I am a very different person now. My kids have made me braver. It’s a necessity, when you have to speak up for your children. You have to step out of your own way. You have to put aside wondering what people are thinking of you. You have to do your best, try to be respectful and understanding of the person you’re talking to. You have to hope they will do the same for you. You have to go easy.

I feel worthy in a lot of ways now. My children are a gift. Three gifts. To have become a mother was all I really knew I wanted for so very long. And to have a family that is so full of energy is something that I don’t take for granted. I don’t write a lot about the intricacies anymore. But I think all the time about these smiling children, the older helping the younger get cereal in the morning just one tiny instance that makes my heart tickle with recognition that I have done right. That Sweetie and I have endured and thrived and have so much more work to do.

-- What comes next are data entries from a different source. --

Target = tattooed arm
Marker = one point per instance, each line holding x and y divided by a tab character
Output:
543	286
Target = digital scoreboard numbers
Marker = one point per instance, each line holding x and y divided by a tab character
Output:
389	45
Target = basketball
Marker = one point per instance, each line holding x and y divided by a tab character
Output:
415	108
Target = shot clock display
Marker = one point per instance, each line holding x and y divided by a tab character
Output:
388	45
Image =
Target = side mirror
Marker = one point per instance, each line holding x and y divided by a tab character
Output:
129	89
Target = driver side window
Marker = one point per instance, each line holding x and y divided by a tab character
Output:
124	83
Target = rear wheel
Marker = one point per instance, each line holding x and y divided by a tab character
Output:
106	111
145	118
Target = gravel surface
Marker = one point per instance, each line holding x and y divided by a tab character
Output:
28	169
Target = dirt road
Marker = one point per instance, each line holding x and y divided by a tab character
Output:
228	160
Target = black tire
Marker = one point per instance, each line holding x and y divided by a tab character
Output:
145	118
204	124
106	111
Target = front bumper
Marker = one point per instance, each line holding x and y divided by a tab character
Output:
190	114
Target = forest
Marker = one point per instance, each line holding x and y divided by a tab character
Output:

But the blog is neglected. A blog is a lot of work. For it to be all that I want it to be, anyway. And I don’t have the time. And the passion for it comes in fits and starts. But I want it to be worthy. I want it to be good. I want to be here and be engaged.

As I scrolled through comments on Katrina’s post I saw so many familiar faces and names already there. Bloggers whom I met through this one. Through our Five for Ten so many years ago, and over and over again since then. It’s a community that is still there, even if I feel removed or—honestly—not quite pulling my own weight. I can’t give blogging my whole self anymore. And I have to get out of my own way and stop apologizing for that. There aren’t a lot of comments. I don’t even look at page views anymore. But it’s still one of the places I feel I belong and that I can get out my words on this busy morning when I REALLY don’t have time to be pouring out word after word. There’s something about Just Write (122!) that has brought me here today to ponder my own worthiness and to tell you to go find that Brené Brown video and read that Katrina Kenison post about Kelly Corrigan’s latest book or Just Write your own thoughts. There is so much REAL on the Internet. So very much. It’s worth it to just take a little time.